No futebol, já se diz há algum tempo que as pessoas torcem mais pelo atleta que pelo clube. Em corporativês, a ideia se resume com a frase de efeito “player is the new player” — em inglês, para ficar bonito no LinkedIn. Algo como dizer que o jogador é o agente mais poderoso do mercado. E é parcialmente verdade. Neymar é um dos maiores expoentes deste fenômeno contemporâneo.
Contemporâneo, porque o fenômeno só faria sentido num futebol globalizado e num mundo em que conexões entre as pessoas foram encurtadas pela digitalização. Pelé tinha torcedores do Pelé, não necessariamente do Santos, nos anos 1960. Assim como Zico, Sócrates, Ronaldo e Ronaldinho Gaúcho em cada uma das décadas subsequentes. É verdade. Neymar está inserido noutro contexto.
Enquanto jogava no Brasil, Neymar tinha admiradores e simpatizantes entre santistas e não-santistas. Isto já o destacava de quase todos da geração dele. Quando ele vai para o Barcelona e joga pela seleção brasileira, a massa de seguidores aumenta. E ela passa a migrar de clube para clube. O Paris Saint-Germain ficou muito maior enquanto teve a presença dele em campo. Agora é a vez do Al-Hilal.
O jogador tem a capacidade de gerar torcedores para o clube durante a passagem? Pesquisas ainda captarão dados a respeito da fase de Neymar no PSG, mas existem indicativos noutros casos. Quando a empresa Sport Track levantou para quem torciam os brasileiros em 2010, o Milan de Kaká apareceu com 30%. Em 2020, com performance ruim e sem ídolos brasileiros em campo, o clube caiu para 3%.
Volto ao ponto: ainda que Neymar possa não deixar torcedores pelos lugares que passa, o fato é que ele os carrega, e isto só acontece porque o mundo foi globalizado e digitalizado. Se não fossem ambos os fatores, o jogador não teria fãs americanos, chineses e sauditas. As pessoas não conseguiriam acompanhar cada passo que ele dá, nem poderiam assistir a todos os seus jogos.

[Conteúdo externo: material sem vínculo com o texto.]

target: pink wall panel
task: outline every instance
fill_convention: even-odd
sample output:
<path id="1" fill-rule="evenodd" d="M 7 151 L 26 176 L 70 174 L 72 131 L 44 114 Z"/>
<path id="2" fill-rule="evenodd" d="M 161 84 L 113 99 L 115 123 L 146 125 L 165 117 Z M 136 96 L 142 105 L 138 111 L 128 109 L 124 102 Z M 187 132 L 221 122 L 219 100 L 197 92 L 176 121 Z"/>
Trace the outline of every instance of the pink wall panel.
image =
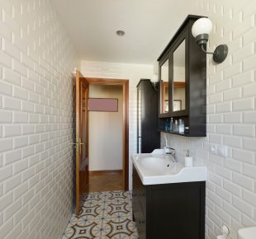
<path id="1" fill-rule="evenodd" d="M 89 98 L 88 110 L 118 112 L 118 99 Z"/>

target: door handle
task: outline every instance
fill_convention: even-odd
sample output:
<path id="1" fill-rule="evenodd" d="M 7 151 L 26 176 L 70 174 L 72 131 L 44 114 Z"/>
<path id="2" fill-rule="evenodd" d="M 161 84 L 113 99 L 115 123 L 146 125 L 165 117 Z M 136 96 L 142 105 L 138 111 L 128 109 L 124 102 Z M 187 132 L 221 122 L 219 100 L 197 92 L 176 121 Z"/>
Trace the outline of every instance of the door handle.
<path id="1" fill-rule="evenodd" d="M 77 143 L 71 143 L 70 144 L 71 145 L 75 145 L 76 150 L 78 152 L 79 152 L 79 154 L 81 154 L 81 149 L 82 149 L 81 145 L 85 145 L 84 143 L 81 143 L 81 138 L 78 138 L 78 142 L 77 142 Z"/>

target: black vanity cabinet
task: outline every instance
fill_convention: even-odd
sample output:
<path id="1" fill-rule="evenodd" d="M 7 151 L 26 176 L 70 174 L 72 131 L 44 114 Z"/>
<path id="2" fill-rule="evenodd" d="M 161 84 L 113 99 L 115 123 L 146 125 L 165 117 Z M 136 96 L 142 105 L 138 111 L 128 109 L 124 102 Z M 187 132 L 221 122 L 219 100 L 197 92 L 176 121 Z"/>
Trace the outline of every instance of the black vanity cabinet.
<path id="1" fill-rule="evenodd" d="M 150 80 L 140 79 L 137 85 L 137 152 L 152 152 L 160 148 L 158 130 L 159 91 Z"/>
<path id="2" fill-rule="evenodd" d="M 159 61 L 159 130 L 165 131 L 167 119 L 184 121 L 184 133 L 206 136 L 206 55 L 192 35 L 193 23 L 201 16 L 189 15 L 164 49 Z"/>
<path id="3" fill-rule="evenodd" d="M 206 183 L 144 185 L 133 167 L 132 209 L 140 239 L 204 239 Z"/>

Pelé encerrou a carreira no New York Cosmos, Zico foi para a Udinese, Sócrates jogou na Fiorentina. Ronaldo e Ronaldinho Gaúcho passaram a maior parte de suas carreiras em clubes europeus. Ainda que a imprensa tenha feito a cobertura dessas histórias, em texto, áudio e vídeo, o alcance e a instantaneidade não se comparam a Neymar emoldurado pelo futebol contemporâneo.
Se o bônus do “player is the new player” vem em dinheiro, o ônus está na expectativa e nas narrativas que as pessoas criam para o jogador. Uma conta que Neymar paga desde o começo e que ficou evidente desde a decisão de ir para o Al-Hilal. Público e imprensa se veem no direito de julgar o que ele deveria fazer, onde deveria viver, por qual clube deveria jogar —em tom condenatório.
Jornalistas e influenciadores disseram que Neymar desistiu do futebol. Fico imaginando o bafafá, se discutíssemos as escolhas profissionais dessas figuras. Alguém que deixa a Globo desiste de sua profissão? O que falta a quem comenta futebol no rádio ou na internet, em vez de estar na televisão aberta? “Fulano tinha tanto potencial, Ciclano já foi tão importante”. É isso que fazem com atletas.
Minha primeira reação à decisão de Neymar foi de decepção, admito. Depois de tudo o que foi dito na última semana, recuo. Não me alinho a este julgamento catastrófico e polemista. “Player is the new player”, mas não quer dizer que tenhamos o direito de depositar nessas pessoas as nossas projeções e frustrações. Desses males este nosso mundo, globalizado e digital, já está farto.